Together, the two Academy Award-winning filmmakers hope to achieve something that eluded Belgian artist and writer Herge with his Tintin books: a place for his hero in North America.
“The Adventures of Tintin,” directed by Spielberg and produced by Jackson, already is a global blockbuster, approaching $250 million at the worldwide box office as it opened in U.S. theaters Wednesday, two months after it began rolling out to theaters overseas.
It’s a reverse of egocentric Hollywood’s old pattern, where a film such as Spielberg’s “Jaws” would run its course domestically and trickle out to the rest of the world months later. Today, most big franchise flicks open nearly everywhere around the same time, but “Tintin” was that rare one that needed the goodwill of huge foreign audiences to sell U.S. crowds on a hero about whom, like Spielberg, most of them had never heard.

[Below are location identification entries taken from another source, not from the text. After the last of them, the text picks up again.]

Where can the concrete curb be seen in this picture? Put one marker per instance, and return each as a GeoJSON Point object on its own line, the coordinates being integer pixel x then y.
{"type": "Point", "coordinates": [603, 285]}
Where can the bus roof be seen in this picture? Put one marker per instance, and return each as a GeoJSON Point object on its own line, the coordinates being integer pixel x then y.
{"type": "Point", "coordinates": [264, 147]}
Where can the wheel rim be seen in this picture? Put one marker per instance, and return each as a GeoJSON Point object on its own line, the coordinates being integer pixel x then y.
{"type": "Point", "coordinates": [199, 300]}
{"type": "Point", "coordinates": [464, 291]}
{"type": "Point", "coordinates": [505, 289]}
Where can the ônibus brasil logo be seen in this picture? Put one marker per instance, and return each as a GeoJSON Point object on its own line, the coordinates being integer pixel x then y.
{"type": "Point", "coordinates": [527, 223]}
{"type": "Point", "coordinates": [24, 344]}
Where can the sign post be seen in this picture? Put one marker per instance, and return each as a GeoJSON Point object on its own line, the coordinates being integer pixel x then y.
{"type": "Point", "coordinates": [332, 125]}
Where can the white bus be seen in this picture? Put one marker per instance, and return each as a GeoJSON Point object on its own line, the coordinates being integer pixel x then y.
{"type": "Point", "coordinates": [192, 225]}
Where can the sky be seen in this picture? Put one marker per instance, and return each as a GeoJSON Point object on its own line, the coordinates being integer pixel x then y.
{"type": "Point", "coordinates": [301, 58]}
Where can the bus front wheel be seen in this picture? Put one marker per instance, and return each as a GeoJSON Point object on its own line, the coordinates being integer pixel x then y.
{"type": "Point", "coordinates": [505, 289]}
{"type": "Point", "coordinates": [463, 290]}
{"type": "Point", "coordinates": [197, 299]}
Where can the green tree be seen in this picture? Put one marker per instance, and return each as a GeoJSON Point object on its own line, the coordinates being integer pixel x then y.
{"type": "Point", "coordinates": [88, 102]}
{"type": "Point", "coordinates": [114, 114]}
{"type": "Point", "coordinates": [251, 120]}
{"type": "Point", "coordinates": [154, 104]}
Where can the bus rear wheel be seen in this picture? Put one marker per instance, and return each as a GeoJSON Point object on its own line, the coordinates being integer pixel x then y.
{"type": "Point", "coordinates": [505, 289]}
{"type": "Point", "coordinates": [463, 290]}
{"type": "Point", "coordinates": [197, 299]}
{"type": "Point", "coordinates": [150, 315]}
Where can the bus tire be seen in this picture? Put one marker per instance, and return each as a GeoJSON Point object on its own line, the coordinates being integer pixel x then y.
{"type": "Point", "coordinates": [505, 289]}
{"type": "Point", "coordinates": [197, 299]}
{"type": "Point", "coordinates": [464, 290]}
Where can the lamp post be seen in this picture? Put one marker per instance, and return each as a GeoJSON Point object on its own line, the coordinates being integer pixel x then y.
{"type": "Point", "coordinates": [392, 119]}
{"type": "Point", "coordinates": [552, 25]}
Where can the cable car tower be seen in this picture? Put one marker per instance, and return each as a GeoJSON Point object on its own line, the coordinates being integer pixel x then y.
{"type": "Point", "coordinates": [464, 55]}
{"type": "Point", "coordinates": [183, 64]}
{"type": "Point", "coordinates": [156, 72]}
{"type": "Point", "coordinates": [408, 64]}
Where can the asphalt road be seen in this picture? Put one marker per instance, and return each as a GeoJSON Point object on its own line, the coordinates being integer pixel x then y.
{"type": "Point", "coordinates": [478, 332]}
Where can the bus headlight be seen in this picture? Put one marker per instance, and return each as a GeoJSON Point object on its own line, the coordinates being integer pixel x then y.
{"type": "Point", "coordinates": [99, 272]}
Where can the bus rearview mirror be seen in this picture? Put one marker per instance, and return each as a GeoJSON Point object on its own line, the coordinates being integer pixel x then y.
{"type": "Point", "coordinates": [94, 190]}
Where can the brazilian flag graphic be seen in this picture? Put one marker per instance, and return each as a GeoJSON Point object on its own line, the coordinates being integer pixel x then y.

“This is an international title,” Spielberg said in an interview alongside Jackson at last summer’s Comic-Con fan convention, where they showed off footage of “The Adventures of Tintin.” “It was written and embraced by children of all ages in 55 languages, all over the world except in North America, and that is what motivated us to debut and give a full two months of ‘Tintin’ to the world that created and embraced him.”
So who’s Tintin? He’s an intrepid young reporter with an odd tuft of ginger hair who barrels and burrows into a story until he becomes the story, traveling the world in pursuit of crooks, treasure, mysteries and a grand good time.
Tintin’s accompanied by his resourceful dog Snowy, and in most of the comic-book tales of Herge, the pen name of Georges Remi, by boozy seaman Captain Haddock.
The stories span decades, from the character’s creation in the late 1920s until 1983, when Herge died leaving behind his unfinished 24th Tintin book.
“The Adventures of Tintin” combines elements from three books — “The Secret of the Unicorn,” “The Crab with the Golden Claws” and “Red Rackham’s Treasure.” The story sends Tintin (Jamie Bell) and Haddock (Andy Serkis) on a race against villainous Sakharine (Daniel Craig) to find lost pirate booty.
The books have been a beloved part of the initiation into reading for millions of children, among them New Zealander Jackson, 49, who recalled poring over Herge’s colorful comic panels before he could understand the words.
“You grow up looking at Tintin — in my case, being an only child — he was like the brother that I wished I had,” Jackson said. “The older brother that went on these adventures, dangerous adventures and exciting. And then as I grew older, Tintin stayed the same age, and I sort of became older than him. And you start to appreciate the satire and the world in which Herge lived in. The decades of incredible social upheaval in Europe. ...
“There are layers in there that I find so fascinating now as an adult. Plus, you see the influences Herge was under, not just in the place and time that he lived, but also Hollywood films. He clearly had a love of Hollywood adventure films, probably from those early ‘30s and ‘40s days, because a lot of that feeling is in Tintin. Plus a love of silent comedy. Buster Keaton, Charlie Chaplin, they’re all in there. ... We’ve tried to sort of layer all of that into the film.”